Solve the equation below. Please show all of your work

log_7(x + 3/7) = -2

7^ [log_7(x + 3/7)]

= x + 3/7 = 7^-2 = -1/49

x + 3/7 = -1/49
x = -21/49 - 1/49 = -22/49

You make it look so easy and I have been pounding my head on the wall. Thank you!

except for the sign error

7^ [log_7(x + 3/7)]
= x + 3/7 = 7^-2 = 1/49

x + 3/7 = 1/49
x = -21/49 + 1/49 = -20/49

To solve the equation log_7(x + 3/7) = -2, you need to eliminate the logarithm by raising both sides of the equation to the exponent of the base 7.

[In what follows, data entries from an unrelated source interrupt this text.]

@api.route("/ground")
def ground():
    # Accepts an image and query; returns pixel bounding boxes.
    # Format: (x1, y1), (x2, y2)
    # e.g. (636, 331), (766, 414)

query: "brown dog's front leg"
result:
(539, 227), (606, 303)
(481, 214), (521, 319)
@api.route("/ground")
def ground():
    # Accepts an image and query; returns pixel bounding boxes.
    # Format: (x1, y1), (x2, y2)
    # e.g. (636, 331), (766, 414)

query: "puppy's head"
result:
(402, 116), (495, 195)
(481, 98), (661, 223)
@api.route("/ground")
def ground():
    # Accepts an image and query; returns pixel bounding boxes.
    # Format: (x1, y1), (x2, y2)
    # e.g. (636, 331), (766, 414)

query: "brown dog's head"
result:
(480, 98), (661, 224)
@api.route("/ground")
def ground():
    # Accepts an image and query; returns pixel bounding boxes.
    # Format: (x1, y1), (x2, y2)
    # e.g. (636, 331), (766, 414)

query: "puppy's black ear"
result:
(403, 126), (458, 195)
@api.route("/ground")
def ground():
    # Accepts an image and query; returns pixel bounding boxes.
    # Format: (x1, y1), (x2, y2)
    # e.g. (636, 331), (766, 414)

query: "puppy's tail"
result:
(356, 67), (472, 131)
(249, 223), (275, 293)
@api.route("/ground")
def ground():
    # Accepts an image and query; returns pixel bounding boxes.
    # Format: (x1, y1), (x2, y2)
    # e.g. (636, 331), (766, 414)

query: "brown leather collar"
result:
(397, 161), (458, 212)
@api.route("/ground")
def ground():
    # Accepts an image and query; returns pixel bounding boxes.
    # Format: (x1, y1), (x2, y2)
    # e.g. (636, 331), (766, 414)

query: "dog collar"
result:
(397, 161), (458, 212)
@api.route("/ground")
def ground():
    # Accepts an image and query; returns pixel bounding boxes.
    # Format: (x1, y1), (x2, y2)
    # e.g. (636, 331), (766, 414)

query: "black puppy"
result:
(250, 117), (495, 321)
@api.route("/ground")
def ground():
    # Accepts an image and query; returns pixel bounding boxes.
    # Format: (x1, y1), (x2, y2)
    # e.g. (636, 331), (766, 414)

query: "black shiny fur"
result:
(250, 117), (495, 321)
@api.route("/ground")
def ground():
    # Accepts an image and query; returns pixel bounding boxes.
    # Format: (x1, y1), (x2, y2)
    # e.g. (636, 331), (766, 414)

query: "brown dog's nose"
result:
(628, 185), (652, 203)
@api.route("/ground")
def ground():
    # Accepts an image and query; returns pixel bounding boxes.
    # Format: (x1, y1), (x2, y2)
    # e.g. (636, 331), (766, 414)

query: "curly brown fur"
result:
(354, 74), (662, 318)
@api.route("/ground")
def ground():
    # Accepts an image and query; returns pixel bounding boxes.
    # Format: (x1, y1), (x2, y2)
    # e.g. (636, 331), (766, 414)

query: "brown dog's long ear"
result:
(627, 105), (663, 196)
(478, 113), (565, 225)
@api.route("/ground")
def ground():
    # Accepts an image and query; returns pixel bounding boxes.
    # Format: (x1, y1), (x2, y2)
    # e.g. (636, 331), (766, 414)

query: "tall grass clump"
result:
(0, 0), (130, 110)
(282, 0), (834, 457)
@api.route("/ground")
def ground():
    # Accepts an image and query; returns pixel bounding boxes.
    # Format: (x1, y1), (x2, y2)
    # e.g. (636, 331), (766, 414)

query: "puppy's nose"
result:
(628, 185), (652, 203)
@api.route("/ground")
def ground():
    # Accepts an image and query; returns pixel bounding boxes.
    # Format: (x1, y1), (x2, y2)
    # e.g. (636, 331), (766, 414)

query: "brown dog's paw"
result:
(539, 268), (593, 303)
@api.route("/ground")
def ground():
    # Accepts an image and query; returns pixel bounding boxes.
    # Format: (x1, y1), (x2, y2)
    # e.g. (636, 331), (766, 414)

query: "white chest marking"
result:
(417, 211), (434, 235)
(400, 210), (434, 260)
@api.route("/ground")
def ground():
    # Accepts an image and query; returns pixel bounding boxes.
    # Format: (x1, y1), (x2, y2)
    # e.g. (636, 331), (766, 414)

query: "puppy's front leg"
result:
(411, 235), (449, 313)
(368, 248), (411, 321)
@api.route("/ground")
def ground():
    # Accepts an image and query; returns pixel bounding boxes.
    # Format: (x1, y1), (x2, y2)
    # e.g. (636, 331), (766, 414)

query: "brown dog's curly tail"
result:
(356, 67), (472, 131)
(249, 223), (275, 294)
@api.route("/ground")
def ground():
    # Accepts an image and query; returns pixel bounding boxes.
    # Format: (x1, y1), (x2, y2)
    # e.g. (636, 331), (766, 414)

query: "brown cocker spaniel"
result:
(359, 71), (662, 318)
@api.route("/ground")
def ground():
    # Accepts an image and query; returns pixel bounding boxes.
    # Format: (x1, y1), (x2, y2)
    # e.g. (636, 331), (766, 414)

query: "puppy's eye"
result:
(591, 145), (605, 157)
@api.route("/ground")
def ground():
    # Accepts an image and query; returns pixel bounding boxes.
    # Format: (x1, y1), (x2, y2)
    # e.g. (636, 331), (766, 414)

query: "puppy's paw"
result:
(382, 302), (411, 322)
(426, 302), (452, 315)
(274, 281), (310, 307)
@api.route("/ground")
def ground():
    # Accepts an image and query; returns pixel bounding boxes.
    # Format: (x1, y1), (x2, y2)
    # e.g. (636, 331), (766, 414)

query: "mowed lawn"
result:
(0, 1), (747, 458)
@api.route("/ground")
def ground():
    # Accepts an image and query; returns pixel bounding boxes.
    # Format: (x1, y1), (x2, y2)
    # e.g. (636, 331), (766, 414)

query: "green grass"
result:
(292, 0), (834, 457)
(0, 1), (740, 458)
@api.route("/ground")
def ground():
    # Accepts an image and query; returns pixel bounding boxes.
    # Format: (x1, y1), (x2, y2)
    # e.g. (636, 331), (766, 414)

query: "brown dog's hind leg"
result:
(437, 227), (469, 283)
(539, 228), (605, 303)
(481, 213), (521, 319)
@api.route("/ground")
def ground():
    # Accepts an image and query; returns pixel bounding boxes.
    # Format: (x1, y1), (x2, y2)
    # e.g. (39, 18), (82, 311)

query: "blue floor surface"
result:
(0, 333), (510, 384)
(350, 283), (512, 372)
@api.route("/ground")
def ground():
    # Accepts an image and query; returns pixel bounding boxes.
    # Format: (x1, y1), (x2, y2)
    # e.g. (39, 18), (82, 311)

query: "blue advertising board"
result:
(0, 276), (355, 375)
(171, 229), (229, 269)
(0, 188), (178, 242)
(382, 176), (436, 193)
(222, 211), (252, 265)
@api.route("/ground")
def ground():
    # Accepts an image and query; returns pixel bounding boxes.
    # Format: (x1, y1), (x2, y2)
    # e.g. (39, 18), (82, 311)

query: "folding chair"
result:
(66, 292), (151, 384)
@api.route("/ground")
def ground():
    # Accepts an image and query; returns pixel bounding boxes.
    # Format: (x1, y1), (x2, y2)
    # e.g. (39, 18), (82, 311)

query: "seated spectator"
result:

Step 1: Raise both sides to the exponent of 7:

7^(log_7(x + 3/7)) = 7^(-2)

Step 2: Simplify the left side using the logarithm property:

x + 3/7 = 7^(-2)

Step 3: Simplify the right side:

x + 3/7 = 1/7^2 = 1/49

Step 4: Subtract 3/7 from both sides to isolate x:

x = 1/49 - 3/7

Step 5: Find a common denominator to subtract the fractions:

x = 1/49 - (3/7) * (7/7)
x = 1/49 - 21/49
x = (1 - 21)/49
x = -20/49

So, the solution to the equation log_7(x + 3/7) = -2 is x = -20/49.